I have been reading, or interpreting what I read, about the credit utilization ratio and keep hearing conflicting arguments. I just recently found out about the 30% utilization ratio that you should strive for. I understand that but, I'm confused about when to pay my bill because I've also heard that paying in full (taking your balance to $0) means that credit card companies send a credit utilization ratio of 0% to reporting bureaus.
Here is my situation:
My credit card billing cycle starts/ends on the 22nd. My payment is due the following 17th. So right now I am in a billing cycle that lasts from 11/23/11-12/22/11 with my payment due on 01/17/12. As of the end of the day on the 22nd, my outstanding balance at that time is the balance that is on my statement. This is the balance sent to credit agencies, correct?

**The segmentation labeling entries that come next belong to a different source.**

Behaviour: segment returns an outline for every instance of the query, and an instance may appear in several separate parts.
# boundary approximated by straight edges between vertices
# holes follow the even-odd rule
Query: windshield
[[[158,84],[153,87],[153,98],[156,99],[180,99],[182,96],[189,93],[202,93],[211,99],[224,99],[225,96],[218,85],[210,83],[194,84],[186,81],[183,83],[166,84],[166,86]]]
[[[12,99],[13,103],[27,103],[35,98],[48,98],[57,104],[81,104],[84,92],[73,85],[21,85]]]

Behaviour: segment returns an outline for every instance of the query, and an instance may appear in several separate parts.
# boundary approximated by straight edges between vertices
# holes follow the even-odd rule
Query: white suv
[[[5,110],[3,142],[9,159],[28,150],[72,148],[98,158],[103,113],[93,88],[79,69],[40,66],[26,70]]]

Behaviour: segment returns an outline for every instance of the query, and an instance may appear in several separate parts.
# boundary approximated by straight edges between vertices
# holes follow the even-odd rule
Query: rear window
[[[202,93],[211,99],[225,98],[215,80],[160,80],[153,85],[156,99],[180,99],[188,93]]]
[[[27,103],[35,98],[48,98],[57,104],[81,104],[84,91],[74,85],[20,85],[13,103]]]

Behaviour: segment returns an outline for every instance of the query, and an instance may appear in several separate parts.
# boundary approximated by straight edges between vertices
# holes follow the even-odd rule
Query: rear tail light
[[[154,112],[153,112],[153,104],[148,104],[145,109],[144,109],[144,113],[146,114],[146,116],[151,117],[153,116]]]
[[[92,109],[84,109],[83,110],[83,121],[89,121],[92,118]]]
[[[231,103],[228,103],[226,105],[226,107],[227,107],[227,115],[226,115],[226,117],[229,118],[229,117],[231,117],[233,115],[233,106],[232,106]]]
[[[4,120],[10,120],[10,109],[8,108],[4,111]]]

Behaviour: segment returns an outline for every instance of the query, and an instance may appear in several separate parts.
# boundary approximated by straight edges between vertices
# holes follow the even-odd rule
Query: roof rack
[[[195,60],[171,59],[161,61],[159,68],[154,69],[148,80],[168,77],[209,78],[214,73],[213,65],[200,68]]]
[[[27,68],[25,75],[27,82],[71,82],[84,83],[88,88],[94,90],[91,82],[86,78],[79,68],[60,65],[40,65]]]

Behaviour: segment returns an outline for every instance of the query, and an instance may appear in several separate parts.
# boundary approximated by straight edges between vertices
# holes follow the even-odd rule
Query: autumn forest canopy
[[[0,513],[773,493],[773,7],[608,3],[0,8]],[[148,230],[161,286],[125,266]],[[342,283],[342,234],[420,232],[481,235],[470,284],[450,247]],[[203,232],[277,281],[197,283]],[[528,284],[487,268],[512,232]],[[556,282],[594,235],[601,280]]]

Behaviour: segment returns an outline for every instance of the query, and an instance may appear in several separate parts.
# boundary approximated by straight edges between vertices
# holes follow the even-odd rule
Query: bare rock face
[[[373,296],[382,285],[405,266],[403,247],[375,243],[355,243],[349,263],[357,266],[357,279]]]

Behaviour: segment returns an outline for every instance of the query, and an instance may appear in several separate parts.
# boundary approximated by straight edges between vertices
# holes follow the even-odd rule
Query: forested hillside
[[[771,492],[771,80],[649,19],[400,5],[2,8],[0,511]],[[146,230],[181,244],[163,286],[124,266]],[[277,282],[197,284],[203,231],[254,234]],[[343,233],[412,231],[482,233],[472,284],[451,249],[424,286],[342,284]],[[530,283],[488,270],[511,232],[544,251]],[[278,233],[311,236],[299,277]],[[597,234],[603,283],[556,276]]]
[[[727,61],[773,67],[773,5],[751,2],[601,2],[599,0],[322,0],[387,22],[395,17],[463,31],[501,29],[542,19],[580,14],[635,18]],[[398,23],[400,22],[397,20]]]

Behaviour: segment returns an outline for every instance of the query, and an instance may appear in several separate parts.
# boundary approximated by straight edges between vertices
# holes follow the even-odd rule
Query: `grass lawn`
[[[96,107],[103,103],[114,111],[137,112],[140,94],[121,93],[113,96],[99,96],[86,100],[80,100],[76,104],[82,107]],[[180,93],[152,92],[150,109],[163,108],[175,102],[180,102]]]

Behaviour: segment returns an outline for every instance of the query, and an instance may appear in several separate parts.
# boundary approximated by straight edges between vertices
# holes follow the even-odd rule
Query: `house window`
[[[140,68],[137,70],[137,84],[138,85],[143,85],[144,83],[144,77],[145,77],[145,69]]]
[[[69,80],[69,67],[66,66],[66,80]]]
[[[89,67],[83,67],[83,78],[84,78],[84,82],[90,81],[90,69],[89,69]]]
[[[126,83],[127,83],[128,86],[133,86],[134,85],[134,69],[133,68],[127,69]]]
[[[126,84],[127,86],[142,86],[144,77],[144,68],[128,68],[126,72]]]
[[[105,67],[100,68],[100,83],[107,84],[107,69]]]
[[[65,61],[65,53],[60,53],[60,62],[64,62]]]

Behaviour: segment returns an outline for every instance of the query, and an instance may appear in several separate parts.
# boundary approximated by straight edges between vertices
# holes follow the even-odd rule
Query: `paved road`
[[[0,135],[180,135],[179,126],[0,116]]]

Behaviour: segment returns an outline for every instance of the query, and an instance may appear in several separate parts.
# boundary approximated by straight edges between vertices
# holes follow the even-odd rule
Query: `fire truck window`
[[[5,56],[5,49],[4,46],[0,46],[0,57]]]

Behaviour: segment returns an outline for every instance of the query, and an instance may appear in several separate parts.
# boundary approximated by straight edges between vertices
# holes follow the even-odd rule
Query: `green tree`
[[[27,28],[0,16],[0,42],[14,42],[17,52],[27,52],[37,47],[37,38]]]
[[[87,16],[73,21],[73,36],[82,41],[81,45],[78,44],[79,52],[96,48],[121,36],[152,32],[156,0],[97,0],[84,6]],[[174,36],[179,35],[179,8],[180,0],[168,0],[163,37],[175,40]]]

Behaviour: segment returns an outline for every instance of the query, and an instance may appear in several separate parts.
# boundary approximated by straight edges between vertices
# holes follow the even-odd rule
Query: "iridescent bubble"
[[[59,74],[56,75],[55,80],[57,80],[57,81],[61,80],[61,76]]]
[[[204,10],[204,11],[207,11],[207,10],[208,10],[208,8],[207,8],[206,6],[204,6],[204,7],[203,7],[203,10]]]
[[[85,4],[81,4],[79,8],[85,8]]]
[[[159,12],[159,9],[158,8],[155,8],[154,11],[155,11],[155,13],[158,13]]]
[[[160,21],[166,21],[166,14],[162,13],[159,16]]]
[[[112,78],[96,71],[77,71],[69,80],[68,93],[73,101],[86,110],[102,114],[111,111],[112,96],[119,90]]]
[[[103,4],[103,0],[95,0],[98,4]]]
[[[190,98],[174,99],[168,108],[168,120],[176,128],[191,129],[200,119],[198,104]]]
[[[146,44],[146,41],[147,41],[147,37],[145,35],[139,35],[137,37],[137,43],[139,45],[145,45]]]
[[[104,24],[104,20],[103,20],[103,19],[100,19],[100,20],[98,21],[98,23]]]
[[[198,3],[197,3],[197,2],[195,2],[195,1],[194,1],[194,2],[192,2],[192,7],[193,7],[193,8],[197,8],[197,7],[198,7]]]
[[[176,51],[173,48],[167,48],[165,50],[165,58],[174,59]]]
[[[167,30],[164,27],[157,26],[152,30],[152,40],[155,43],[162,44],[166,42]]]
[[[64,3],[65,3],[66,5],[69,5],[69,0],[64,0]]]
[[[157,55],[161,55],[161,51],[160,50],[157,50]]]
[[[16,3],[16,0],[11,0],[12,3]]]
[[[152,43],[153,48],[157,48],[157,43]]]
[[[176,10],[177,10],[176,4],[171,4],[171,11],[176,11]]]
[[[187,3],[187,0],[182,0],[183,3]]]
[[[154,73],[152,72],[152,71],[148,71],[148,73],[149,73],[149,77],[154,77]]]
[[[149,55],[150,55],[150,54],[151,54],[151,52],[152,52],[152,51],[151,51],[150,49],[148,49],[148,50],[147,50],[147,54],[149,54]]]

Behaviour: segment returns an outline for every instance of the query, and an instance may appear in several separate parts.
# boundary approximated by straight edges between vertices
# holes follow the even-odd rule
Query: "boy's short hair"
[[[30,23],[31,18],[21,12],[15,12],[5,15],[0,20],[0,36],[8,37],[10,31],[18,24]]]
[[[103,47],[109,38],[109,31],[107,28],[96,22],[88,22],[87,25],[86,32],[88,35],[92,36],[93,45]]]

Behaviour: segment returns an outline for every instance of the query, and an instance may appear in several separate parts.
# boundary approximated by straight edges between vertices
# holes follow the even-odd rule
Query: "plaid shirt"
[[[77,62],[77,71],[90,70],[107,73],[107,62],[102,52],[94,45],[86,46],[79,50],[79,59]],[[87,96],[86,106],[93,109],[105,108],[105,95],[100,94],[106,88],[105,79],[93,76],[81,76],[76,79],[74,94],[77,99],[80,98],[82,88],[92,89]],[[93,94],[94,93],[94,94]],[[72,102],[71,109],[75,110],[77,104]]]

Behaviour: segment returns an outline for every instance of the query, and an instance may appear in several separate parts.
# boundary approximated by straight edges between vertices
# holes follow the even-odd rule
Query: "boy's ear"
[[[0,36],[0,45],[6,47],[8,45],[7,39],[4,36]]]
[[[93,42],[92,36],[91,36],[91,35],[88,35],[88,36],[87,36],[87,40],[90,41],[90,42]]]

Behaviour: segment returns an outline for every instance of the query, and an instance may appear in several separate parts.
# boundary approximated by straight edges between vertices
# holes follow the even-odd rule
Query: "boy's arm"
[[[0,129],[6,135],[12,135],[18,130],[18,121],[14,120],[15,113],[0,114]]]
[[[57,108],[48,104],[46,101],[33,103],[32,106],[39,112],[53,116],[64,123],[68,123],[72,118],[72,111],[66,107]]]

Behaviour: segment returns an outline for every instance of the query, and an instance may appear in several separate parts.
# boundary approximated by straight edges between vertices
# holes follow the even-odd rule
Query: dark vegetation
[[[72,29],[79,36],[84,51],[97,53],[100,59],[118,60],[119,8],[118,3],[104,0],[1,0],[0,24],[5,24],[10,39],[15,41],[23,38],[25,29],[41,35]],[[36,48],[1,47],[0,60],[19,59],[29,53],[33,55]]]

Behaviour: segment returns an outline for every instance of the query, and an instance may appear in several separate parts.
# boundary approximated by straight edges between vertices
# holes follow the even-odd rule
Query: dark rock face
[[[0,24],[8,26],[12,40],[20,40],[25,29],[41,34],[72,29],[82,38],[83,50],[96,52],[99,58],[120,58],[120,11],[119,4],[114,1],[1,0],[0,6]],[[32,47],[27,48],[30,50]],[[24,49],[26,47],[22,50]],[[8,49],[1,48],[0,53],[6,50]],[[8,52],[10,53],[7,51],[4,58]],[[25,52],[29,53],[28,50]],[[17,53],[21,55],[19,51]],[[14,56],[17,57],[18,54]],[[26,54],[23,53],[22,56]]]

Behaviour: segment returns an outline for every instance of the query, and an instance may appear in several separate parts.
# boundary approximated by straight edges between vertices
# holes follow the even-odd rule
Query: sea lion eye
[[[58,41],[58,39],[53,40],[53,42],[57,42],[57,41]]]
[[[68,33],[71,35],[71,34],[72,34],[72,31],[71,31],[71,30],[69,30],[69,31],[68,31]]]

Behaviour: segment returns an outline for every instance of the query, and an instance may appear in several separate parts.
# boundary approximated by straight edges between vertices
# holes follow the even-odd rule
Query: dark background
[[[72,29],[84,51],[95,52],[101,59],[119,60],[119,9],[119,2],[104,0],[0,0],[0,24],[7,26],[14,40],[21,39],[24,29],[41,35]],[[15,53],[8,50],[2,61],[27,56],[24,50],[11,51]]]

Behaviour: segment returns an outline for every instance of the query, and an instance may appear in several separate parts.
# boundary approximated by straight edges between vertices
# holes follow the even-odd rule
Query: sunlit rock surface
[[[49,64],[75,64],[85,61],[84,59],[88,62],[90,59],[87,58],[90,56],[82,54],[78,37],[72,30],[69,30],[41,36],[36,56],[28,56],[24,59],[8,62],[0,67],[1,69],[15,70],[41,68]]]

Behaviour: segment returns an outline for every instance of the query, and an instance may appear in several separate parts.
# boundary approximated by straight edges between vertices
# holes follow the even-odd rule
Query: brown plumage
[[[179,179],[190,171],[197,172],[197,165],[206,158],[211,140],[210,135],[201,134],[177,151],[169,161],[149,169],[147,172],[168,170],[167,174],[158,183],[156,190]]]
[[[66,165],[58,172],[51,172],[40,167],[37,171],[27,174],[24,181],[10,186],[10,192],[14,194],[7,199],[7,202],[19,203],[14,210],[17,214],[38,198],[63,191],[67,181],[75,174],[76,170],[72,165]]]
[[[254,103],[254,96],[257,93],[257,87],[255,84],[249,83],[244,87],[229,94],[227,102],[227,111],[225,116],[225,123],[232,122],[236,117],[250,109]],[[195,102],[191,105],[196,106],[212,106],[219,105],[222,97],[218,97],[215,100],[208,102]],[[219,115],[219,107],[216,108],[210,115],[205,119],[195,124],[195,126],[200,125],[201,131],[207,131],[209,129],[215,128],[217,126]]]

If this is the balance used for the credit utilization ratio, my last 5 statements had ratios of 45,45,38,58, and 27%. This balance on my statement, is also the amount that I completely pay before the following 17th, as opposed to only paying the $15 minimum.
Is this balance, the one reported on my statement and sent to the bureaus, the only one that matters? Meaning, I could pay down some of my balance to get below 30% before my cycle ends, or should I never take my balance above 30% even if it's in the middle of the billing cycle. I hope this makes sense. Thank you for reading, and I really am thankful for any help you can provide.